Curitiba, 16 de abril de 1994.
0250h
- Dona Terezinha, é aquilo que a gente já tinha conversado...- disse Dr. Hugo para a mulher com as pernas abertas.
Eu não sabia o que dizer, o que fazer e como olhar para ela quando ela cheia de dor confusa me chamou:
- Doutor, ele está vindo!... - e a contração do útero induzida pelas macrodoses de occitocina expulsou o feto morto de 24 semanas.
Ela chorou com o pequeno e delicado produto da concepção entre as pernas, ainda preso a ela pelo cordão umbilical.
Ela chorou.
Cobriu o rosto para não mostrar as suas lágrimas.
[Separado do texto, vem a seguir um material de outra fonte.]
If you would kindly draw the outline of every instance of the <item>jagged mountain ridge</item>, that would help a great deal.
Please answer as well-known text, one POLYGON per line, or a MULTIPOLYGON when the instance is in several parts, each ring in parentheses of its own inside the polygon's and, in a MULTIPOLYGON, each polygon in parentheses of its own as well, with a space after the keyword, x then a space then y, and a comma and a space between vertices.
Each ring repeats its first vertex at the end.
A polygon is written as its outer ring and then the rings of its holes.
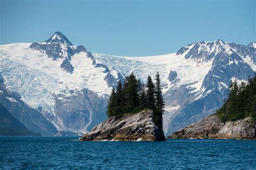
POLYGON ((200 41, 176 53, 122 57, 91 53, 57 32, 43 42, 0 46, 0 73, 8 90, 58 131, 82 133, 106 118, 109 95, 118 80, 133 72, 145 82, 159 71, 167 134, 214 112, 230 79, 253 75, 254 44, 200 41))
POLYGON ((124 78, 60 34, 43 42, 1 46, 0 73, 8 90, 59 131, 83 134, 106 118, 112 87, 124 78))
POLYGON ((99 62, 127 75, 131 72, 144 81, 159 71, 167 104, 166 134, 214 113, 226 98, 230 80, 246 81, 256 71, 256 51, 217 40, 185 46, 175 54, 122 57, 93 53, 99 62))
Pedi à enfermeira um campo para cobri-lo.
Vesti umas luvas.
Peguei o campo.
- "E agora, como pegar neste neném?..."- pensei.
Procurei algum sinal vital, qualquer movimento, batimento do cordão, qualquer coisa. Nada. Ele estava morto.
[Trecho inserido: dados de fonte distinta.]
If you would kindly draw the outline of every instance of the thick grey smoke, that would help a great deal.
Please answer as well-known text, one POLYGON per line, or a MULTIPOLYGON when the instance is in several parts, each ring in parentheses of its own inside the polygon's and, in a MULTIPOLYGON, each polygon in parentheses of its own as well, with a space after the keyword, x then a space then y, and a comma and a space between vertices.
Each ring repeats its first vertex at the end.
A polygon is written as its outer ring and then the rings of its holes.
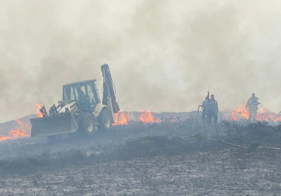
MULTIPOLYGON (((32 1, 0 6, 0 121, 48 107, 110 66, 123 110, 281 110, 279 1, 32 1)), ((100 95, 101 95, 100 90, 100 95)))

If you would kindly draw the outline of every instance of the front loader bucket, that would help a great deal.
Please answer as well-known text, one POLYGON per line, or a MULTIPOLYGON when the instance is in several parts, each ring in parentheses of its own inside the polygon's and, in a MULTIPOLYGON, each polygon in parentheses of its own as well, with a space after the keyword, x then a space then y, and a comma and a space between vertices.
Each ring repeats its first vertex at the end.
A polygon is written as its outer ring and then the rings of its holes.
POLYGON ((30 121, 31 137, 75 132, 78 129, 77 122, 70 113, 31 119, 30 121))

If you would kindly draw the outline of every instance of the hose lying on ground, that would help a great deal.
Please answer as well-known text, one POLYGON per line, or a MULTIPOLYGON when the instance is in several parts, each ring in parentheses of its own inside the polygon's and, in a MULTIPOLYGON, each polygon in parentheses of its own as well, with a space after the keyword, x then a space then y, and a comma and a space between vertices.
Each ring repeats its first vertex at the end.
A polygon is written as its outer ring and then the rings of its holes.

Peguei o pequeno corpinho gelatinoso e o envolvi nos campos.
Ela esticou os olhos para tentar vê-lo.
- Agora, com calma, você que está de luva, tracione um pouco o cordão para dequitar a placenta.
Peguei o cordaozinho e comecei a puxá-lo delicadamente.
- Calma, ela está vindo.
- disse Dr. Hugo apertando o hipogástrio da mulher. Aumentou o gotejamento do soro.
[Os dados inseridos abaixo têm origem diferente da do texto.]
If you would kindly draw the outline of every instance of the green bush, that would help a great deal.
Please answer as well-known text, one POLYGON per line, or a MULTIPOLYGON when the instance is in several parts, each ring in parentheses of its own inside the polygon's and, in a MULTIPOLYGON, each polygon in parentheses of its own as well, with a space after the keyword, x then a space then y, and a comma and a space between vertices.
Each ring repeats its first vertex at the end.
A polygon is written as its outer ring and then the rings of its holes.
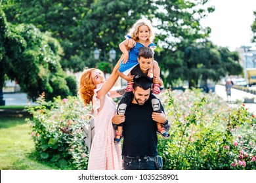
POLYGON ((256 121, 244 105, 197 90, 160 97, 171 123, 171 138, 158 146, 164 169, 256 169, 256 121))
MULTIPOLYGON (((256 120, 242 104, 236 109, 213 93, 175 90, 160 96, 171 123, 171 137, 160 137, 163 169, 256 169, 256 120)), ((41 159, 62 169, 86 169, 88 151, 81 123, 91 111, 77 97, 30 107, 32 137, 41 159)))
POLYGON ((89 155, 81 126, 90 107, 85 108, 75 97, 46 102, 42 95, 37 103, 28 107, 33 120, 27 120, 39 158, 62 169, 86 169, 89 155))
De repente, um esguicho de sangue veio pela vagina. Assustei-me.
- Calma, é assim mesmo, a placenta está vindo.
Ele fez um toque vaginal.
- Já está saindo do útero. Vamos aguardar que ela saia sozinha.
Pausa.
- O que ele é, doutor?
- perguntou ela.
- ...Acho que não interessa muito...
- respondeu Dr. Hugo.
- Para mim interessa. Interessa muito
Abri os campos e as perninhas molinhas e grudentas do feto.
- Era um menino...
- Um menino?...
- É...
Dez minutos depois desceu a placenta com uma discreta corioamnionite e áreas hemorrágicas na face materna.
- Você quer ver?...
- perguntei sem jeito. Ela hesitou.
- Quero.
Ajeitei melhor o neném no campo e escondi a placenta em outra parte deste campo.
Mostrei o rostinho para ela. Sorriu um sorriso amargo.
- É parecido com o pai... - pegou na mãozinha - é moreno igual a ele. - Na verdade a coloração azulada era própria da hipóxia que a indução provocou.
Abriu as perninhas para ver o pênis pequenininho e se certificar de que era um menino.
- E se o pai também quiser ver?
- Aí eu não sei como pode ser. Acho meio difícil.
- Ele já está formadinho.
- É...
- Tem que batizar.
Pausa.
- Não entendi.
- Ele já está grandinho: tem que batizar.... Não faço questão de levar ele para casa, mas de batizar eu faço questão.
- Vou falar com Dr. Hugo a respeito.
Dormi no meu horário e sonhei que eu pegava o neném nos campos e corria para a sala de reanimação neonatal.